Sunday, 9 October 2016

Goat - Requiem, album review



Soft Goat

Swedish ‘secret’ band Goat here produce their folk album, and opener Djôrôlen Union of Sun and Moon does present a pastoral of sorts with unaccompanied vocal and then an off-kilter singing with recorders to follow. And again following, second I Sing in Silence is an African-influenced song with a lightly spiralling guitar and a somewhat dour flute, these two starts soft and gentle, so it’s third Temple Rhythms that introduces some pace with drums and more flute, but yet again it is, for Goat, whitewash rather than bold 60s psychedelic wallpaper.

Fourth Alarms presents more of a band ensemble, richer 60s psychesinging in its more choric construction, the acoustic guitar keeping it folkrooted until the lovely fuzzed guitar closes it out. And the mishmash continues, those African rhythms, percussive and vocal, dancing in and out, guitar-as-steel-drum in Trouble in the Streets.

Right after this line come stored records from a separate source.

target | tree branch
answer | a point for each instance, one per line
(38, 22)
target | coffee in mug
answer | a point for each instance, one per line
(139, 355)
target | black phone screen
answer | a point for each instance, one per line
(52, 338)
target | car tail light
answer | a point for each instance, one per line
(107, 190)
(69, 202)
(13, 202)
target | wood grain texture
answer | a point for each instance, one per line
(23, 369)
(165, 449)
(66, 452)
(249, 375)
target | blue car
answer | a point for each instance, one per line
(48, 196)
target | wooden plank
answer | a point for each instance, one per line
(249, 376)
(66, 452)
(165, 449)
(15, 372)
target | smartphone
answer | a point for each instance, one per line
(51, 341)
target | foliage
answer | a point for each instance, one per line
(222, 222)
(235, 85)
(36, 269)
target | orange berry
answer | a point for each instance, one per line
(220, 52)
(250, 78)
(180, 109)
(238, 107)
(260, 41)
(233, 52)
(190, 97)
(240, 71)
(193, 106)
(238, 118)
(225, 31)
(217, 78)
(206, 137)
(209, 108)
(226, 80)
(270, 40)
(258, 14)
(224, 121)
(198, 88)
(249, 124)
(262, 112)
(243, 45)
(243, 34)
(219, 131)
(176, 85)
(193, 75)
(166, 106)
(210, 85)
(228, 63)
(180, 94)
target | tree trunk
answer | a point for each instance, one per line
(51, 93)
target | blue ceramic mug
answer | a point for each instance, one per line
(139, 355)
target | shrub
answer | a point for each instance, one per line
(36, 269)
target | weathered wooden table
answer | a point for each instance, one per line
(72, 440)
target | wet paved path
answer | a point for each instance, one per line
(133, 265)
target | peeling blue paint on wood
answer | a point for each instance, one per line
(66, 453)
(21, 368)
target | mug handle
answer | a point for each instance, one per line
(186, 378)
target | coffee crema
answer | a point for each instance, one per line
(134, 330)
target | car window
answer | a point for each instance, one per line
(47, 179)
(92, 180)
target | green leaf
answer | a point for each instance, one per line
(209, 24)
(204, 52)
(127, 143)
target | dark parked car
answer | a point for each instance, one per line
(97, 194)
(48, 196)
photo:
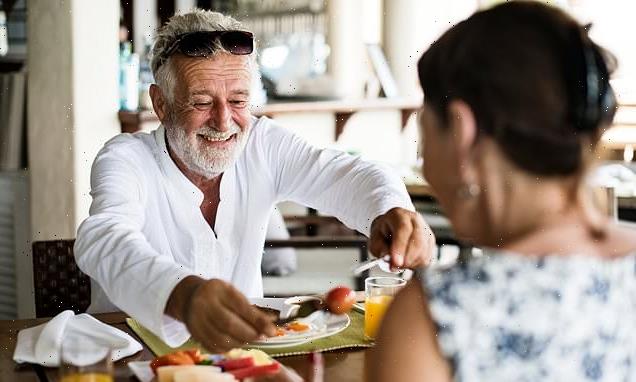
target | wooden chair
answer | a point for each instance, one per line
(58, 282)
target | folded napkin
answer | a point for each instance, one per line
(42, 344)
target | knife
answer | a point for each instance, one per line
(305, 309)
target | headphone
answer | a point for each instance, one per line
(596, 104)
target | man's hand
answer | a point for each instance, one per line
(404, 236)
(217, 314)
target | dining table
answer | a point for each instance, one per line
(340, 365)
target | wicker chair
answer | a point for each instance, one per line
(59, 284)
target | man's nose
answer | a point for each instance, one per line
(222, 117)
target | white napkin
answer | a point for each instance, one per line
(41, 344)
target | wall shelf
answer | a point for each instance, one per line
(342, 110)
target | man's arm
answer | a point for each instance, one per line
(365, 196)
(217, 314)
(112, 249)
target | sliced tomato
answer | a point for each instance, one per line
(255, 371)
(195, 354)
(237, 363)
(172, 359)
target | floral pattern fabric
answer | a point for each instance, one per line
(506, 317)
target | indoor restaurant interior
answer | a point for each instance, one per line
(351, 236)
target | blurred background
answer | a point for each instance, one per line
(340, 73)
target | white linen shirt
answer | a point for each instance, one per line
(146, 232)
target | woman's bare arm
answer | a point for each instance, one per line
(406, 348)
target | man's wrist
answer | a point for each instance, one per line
(180, 297)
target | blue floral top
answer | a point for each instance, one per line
(505, 317)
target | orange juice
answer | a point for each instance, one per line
(374, 309)
(87, 377)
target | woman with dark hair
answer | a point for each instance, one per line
(516, 98)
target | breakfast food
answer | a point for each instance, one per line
(291, 327)
(340, 300)
(270, 311)
(191, 365)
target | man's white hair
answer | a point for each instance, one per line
(195, 20)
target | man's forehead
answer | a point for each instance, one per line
(221, 63)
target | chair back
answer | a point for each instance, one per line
(58, 282)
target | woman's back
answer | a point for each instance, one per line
(561, 318)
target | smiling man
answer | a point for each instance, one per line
(178, 220)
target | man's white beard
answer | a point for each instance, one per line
(206, 161)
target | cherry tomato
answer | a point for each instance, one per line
(339, 300)
(172, 359)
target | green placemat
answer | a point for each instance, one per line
(352, 337)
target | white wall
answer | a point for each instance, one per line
(50, 118)
(410, 26)
(95, 90)
(72, 108)
(146, 22)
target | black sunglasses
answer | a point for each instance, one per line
(201, 44)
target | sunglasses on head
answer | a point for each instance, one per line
(202, 44)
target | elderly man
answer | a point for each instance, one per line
(178, 220)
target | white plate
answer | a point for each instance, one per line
(322, 325)
(285, 308)
(142, 370)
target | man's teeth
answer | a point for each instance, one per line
(210, 139)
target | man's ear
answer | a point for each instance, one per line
(158, 102)
(463, 127)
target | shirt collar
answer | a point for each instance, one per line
(172, 172)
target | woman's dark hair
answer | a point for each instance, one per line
(535, 81)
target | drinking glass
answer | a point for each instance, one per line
(379, 292)
(85, 360)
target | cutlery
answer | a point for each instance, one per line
(305, 309)
(384, 263)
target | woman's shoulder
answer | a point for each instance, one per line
(620, 239)
(498, 273)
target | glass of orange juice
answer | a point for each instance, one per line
(84, 360)
(379, 292)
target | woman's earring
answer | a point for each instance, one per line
(468, 191)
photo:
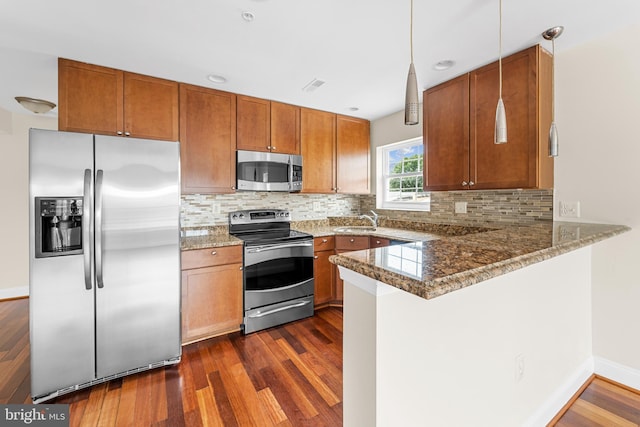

With Psychedelic Lover we get a simple pop song with simple guitar chords, but there is a sweetness to its simplicity, and the call to prayers that starts and the muffled chant beneath the female vocal widens its musical geography again. Goatband is an instrumental that builds on layers of sound but never erupts like so much of their album World Music reviewed here, though the saxophone does inject some raucous backdrop over the strummed guitar rhythms and rolling percussion. Even Goatfuzz belies its suggestiveness a little – there is some fuzz in its riff – but the slide-whistle softens, so to speak, and the song does merge into an Eastern sound.